If you’re interested, I’d be happy to share my slides and script! Feel free to email me to ask. You can always find my contact information at my faculty bio page for my job at Occidental College.

Here’s the official title and 350-word abstract for my talk, which I’m planning to write up as a chapter in my second book.

“Corpus of Chaos: Headbanging to Conventional Form Cues in Meshuggah’s Unconventional Songs”

Meshuggah’s extreme metal songs often have disorienting forms, which eschew conventional verse-chorus teleology (Nobile 2022), instead staging a progression of static sections, creating seemingly intractable expanses of time. And yet, their audiences all seem to know when to start moshing, and when their song forms are written down, their proportions often strongly resemble metal’s normative song form, compound AABA (Hudson 2021). How is it that song form which look so conventional on paper can feel so disorienting in listening?

To answer this question, I build on theories of metal drumming and song form—which often foreground affordances for physical participation. Traditional theories of pop song form focus on section types determined by lyrics (“verse,” “chorus,” etc.) but metal fans experience also experience form implicitly through embodied feeling and active motion, such as headbanging and moshing. Metal’s riff-based version of compound AABA structures this participatory listening by offering fans both specific formal cues, especially drum patterns (Kozak 2021; Garza 2021; Hudson 2022), and familiar patterns of song form that organize physical engagement, especially buildup intros, verse-chorus “energy cycles” (Pillsbury 2006), transforming or transporting bridges (Hudson 2023), half-time breakdowns (Gamble 2019), and vamps. In this way metal song forms create ritual spaces for heaviness, by implicitly choreographing participatory dance to create shared moments of physical impact (Hudson 2026, Chapter 9).

I use this conventional framework to analyze Meshuggah’s unconventional song forms, showing how they retain some familiar cues and patterns while also departing from these norms.
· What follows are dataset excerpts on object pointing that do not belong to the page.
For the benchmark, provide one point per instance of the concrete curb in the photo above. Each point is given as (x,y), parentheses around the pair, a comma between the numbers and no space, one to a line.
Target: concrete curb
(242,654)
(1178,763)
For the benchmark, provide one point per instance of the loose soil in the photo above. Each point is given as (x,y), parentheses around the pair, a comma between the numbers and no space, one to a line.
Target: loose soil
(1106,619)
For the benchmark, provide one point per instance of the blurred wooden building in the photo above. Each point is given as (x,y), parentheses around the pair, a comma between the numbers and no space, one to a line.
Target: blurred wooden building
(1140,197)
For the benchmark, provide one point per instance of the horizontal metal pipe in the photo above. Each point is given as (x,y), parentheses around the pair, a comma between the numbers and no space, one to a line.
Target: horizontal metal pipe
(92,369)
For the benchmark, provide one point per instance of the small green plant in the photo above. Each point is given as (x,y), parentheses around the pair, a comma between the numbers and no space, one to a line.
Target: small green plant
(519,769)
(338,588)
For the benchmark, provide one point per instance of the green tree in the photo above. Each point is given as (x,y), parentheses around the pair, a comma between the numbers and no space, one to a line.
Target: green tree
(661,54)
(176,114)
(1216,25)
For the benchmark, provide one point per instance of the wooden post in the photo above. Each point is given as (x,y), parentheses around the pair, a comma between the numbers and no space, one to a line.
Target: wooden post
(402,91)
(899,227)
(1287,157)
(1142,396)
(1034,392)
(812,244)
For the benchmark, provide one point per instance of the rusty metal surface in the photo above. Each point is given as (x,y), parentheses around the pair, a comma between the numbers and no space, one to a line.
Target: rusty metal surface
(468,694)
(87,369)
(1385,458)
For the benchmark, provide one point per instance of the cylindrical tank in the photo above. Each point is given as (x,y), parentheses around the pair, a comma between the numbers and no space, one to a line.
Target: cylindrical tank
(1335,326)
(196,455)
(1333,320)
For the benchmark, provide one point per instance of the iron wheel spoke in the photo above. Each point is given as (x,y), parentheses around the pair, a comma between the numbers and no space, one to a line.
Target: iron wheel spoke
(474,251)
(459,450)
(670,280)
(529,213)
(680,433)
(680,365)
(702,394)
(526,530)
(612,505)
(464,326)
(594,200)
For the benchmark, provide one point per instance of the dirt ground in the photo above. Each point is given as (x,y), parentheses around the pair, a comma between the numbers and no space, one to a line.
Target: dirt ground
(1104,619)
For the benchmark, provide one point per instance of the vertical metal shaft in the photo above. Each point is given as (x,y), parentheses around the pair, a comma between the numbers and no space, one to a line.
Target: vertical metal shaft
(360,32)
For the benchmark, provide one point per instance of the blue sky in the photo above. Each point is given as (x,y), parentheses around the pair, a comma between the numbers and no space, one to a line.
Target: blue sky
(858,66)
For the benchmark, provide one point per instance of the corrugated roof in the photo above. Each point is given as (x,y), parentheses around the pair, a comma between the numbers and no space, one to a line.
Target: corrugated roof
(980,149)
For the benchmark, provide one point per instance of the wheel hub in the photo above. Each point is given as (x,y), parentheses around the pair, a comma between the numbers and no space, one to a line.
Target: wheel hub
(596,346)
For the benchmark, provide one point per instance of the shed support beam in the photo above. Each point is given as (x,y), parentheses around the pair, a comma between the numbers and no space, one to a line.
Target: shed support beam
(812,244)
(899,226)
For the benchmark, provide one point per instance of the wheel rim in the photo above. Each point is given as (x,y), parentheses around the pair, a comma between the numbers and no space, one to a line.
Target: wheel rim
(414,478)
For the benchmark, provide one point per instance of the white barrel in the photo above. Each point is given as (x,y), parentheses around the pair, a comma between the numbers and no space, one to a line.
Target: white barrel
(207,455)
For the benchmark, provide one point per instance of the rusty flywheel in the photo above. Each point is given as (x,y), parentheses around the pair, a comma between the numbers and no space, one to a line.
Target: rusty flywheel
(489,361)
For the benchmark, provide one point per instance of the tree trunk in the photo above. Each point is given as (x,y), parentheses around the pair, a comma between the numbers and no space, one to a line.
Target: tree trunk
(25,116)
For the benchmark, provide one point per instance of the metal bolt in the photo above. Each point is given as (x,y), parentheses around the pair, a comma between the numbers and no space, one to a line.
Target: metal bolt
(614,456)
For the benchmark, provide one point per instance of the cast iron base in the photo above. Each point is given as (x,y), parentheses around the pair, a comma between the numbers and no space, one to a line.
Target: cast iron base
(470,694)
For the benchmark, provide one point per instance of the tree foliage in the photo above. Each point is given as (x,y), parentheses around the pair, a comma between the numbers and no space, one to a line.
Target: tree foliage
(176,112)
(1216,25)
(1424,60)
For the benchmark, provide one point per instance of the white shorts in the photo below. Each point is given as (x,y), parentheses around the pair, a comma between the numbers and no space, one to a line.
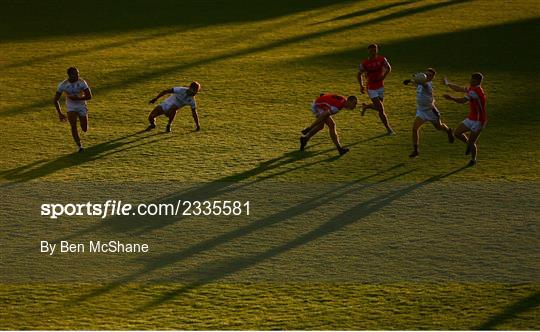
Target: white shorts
(379,93)
(431,115)
(82,110)
(318,111)
(167,105)
(474,126)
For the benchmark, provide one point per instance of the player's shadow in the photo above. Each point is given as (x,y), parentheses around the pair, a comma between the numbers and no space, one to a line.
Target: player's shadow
(523,305)
(222,268)
(137,225)
(116,17)
(158,262)
(134,76)
(43,168)
(366,11)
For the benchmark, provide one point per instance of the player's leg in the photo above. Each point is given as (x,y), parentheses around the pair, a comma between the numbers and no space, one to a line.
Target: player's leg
(378,102)
(72,118)
(417,124)
(439,125)
(473,147)
(157,111)
(333,134)
(314,128)
(460,131)
(83,120)
(171,114)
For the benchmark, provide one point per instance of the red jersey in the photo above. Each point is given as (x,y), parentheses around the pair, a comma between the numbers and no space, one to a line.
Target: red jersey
(330,102)
(374,71)
(477,104)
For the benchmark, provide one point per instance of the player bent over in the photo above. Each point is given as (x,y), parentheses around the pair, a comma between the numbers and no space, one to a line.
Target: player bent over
(426,110)
(181,96)
(77,93)
(375,68)
(323,108)
(477,118)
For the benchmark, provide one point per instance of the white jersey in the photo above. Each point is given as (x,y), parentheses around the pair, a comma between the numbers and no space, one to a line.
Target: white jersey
(424,97)
(76,88)
(181,98)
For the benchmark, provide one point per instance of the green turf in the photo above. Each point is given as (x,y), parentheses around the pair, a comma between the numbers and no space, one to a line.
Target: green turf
(261,63)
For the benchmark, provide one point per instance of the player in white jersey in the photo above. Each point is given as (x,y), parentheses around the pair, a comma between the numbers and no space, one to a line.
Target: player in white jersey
(426,111)
(181,96)
(77,93)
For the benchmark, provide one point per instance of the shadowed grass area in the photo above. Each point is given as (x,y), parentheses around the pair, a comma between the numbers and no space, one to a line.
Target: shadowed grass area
(293,306)
(261,63)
Several of Meshuggah’s most well-known songs follow a pattern of two verse cycles followed by a bridge, with a guitar solo occurring roughly two-thirds of the way through the song’s duration—just like compound AABA (Example 1). However, most of Meshuggah’s songs do not have the conventional teleology of a quieter verse leading up to a louder chorus; instead they alternate, without a sense of directionality or hierarchy, between verses and what I call “pseudo-choruses.” I show how even Meshuggah’s most experimental songs often retain some conventional formal cues (especially drum pattern shifts and guitar solos) which guide listeners’ participatory movement, shaping shared experiences of heaviness.